InterProScan on the Command Line

Getting the InterProScan Data

Partner data are available from the InterProScan FTP site. These data are available as two separate downloads and can be obtained following these instructions:

1. Partner Data excluding Panther

wget ftp://ftp.ebi.ac.uk/pub/software/unix/iprscan/5/5.45-80.0/alt/interproscan-data-5.45-80.0.tar.gz
wget ftp://ftp.ebi.ac.uk/pub/software/unix/iprscan/5/5.45-80.0/alt/interproscan-data-5.45-80.0.tar.gz.md5
md5sum -c interproscan-data-5.45-80.0.tar.gz.md
tar -pxvzf interproscan-data-5.45-80.0.tar.gz

tar options

  • p = preserve the file permissions
  • x = extract files from an archive
  • v = verbosely list the files processed
  • z = filter the archive through gzip
  • f = use archive file

2. Getting the Panther data

cd interproscan-5.45-80.0/data
wget ftp://ftp.ebi.ac.uk/pub/software/unix/iprscan/5/data/panther-data-14.1.tar.gz
wget ftp://ftp.ebi.ac.uk/pub/software/unix/iprscan/5/data/panther-data-14.1.tar.gz.md5
md5sum -c panther-data-14.1.tar.gz.md5
tar -pxvzf panther-data-14.1.tar.gz

These data will be unarchived into this directory structure. They will need to be mounted to the container at run time.

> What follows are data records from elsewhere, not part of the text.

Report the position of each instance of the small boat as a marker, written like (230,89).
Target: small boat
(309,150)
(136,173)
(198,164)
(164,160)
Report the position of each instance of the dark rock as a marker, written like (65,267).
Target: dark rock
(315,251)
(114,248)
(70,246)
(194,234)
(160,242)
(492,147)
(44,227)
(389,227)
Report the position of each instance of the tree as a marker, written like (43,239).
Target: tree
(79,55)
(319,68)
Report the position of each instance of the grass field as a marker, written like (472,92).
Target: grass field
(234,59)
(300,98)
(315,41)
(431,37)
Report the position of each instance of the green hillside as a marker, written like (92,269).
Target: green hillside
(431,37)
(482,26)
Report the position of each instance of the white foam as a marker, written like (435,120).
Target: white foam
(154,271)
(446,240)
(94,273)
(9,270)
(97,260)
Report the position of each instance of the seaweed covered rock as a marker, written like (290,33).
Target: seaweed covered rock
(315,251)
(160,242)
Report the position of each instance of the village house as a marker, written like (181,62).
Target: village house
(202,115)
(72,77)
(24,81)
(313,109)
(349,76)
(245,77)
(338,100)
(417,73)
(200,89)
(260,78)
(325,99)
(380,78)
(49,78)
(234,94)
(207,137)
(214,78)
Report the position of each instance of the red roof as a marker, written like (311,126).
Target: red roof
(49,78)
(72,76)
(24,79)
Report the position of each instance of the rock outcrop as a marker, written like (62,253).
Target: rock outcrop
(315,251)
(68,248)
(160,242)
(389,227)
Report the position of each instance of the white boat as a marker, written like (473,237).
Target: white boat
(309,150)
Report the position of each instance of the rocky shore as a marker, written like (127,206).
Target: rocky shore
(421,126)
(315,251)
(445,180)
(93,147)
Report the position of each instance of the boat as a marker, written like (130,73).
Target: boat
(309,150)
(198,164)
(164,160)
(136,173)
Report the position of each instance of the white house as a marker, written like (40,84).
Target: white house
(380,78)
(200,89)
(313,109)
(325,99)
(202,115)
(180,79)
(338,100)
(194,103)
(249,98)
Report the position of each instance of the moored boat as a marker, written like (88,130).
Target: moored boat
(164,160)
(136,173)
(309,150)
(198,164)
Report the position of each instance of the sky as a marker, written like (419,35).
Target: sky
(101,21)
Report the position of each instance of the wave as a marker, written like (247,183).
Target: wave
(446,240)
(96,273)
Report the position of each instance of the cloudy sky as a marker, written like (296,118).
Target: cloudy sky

<current_working_directory>/interproscan-5.45-80.0/data

Container Technologies

Interproscan is provided as a Docker container.

A container is a standard unit of software that packages up code and all its dependencies so the application runs quickly and reliably from one computing environment to another.

There are two major containerization technologies: Docker and Singularity.

Docker containers can be run with either technology.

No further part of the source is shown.